Although it has yet to announce its sales figures, Amazon has already declared that its most recent holiday shopping weekend is its biggest ever. This much success is unexpected because of inflation. So why did Americans choose to hit Buy Now instead of holding back?
The five-day sales event that started on Thanksgiving Day and ended on Cyber Monday managed to rake in more than $1 billion in sales for small businesses on Amazon. It was an overall success despite the company’s weak holiday sales forecast resulting in stock drops earlier this year.
According to Adobe Analytics, Black Friday sales saw an increase of 2.3% while Cyber Monday sales rose by 5.8%. This is despite the fact that The Conference Board, a non-profit research organization, reported that its confidence index fell from 102.2 in October to 100.2 in November.
Pre-pandemic, the index has been more or less consistent at 120+.

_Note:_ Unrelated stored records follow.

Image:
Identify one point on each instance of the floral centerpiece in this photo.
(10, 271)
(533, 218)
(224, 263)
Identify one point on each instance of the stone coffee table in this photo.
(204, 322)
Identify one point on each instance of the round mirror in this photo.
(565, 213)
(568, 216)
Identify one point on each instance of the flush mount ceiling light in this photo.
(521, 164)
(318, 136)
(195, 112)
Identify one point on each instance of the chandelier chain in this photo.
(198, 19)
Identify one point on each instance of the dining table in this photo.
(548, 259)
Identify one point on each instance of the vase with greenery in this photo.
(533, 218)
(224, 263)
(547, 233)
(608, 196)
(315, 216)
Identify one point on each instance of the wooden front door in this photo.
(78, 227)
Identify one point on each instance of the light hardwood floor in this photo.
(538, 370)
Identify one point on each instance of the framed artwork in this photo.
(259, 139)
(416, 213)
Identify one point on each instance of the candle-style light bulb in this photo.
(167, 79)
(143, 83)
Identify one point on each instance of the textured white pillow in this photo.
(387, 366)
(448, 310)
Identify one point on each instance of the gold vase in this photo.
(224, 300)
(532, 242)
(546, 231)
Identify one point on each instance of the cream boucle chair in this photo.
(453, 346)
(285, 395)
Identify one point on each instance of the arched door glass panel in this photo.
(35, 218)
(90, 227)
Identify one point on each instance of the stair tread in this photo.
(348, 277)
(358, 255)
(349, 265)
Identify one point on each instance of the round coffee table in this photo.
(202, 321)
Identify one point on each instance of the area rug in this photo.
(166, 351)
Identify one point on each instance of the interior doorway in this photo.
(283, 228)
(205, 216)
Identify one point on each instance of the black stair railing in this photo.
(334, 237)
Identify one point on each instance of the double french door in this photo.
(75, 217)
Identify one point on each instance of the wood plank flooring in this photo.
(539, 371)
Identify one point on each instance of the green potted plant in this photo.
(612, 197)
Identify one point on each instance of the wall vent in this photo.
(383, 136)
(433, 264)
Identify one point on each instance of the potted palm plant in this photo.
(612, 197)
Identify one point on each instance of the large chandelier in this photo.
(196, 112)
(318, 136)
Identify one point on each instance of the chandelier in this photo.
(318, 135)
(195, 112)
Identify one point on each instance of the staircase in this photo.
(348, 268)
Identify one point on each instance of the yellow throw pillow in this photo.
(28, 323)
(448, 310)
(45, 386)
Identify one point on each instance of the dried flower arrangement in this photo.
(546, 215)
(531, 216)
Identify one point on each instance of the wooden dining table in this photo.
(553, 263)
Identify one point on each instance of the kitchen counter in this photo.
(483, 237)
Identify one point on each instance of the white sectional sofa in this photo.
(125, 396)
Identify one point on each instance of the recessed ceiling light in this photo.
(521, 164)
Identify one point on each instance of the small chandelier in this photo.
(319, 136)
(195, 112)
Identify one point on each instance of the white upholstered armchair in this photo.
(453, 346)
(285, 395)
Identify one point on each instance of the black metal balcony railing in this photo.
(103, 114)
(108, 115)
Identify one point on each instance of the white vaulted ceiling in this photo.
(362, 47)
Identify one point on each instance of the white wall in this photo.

The holiday weekend sales also exceeded the National Retail Federation’s forecast. The NRF estimated a turnout of 166.3 million in 2022, but around 196.7 million shoppers turned out during the five-day event. This number is even higher than last year’s 179 million.
Better Than Prime Day
For the first time ever, Amazon announced a Prime-Day-like event this year, which turned out to be less than impressive. However, Amazon did make it up during the holiday weekend, affirming our earlier findings that customers are willing to spend more during Black Friday / Cyber Monday compared to Prime Day.
And it seems like buyers are still not done with their holiday shopping. According to a survey conducted by the NRF, on average, customers are only about halfway done, which means online business owners can expect more people to check out their sites and listings in the coming weeks.
What Does This Tell Sellers?
Nobody expected such a turnout, not even Amazon. Based on these results, a couple of things are noteworthy:
Online shopping is still going strong. According to Mastercard, online sales grew faster than in-store sales this year. During Black Friday, in-store sales increased 10.5% YoY while e-commerce grew 12.5% YoY.
Customers are always looking for a good deal. The biggest question here is why, despite record-high inflation, are people buying more compared to last year. This may be because when given the opportunity, customers will be willing to use their credit cards and “buy now, pay later” options if the deal is good enough.
Cyber Monday sales continue to beat Black Friday. This has been the case since 2014. The reason for this isn’t clear, but Insider writes that more giftable items have better deals during Cyber Monday while Black Friday is more for those items you’ll likely buy only once a year or less like TVs and laptops.
Overall, the holiday sales event went well for Amazon and its third-party sellers. However, sellers still can’t celebrate too early because Amazon did extend its returns window until January 31, 2023, for most items that were purchased from October 11 to December 25.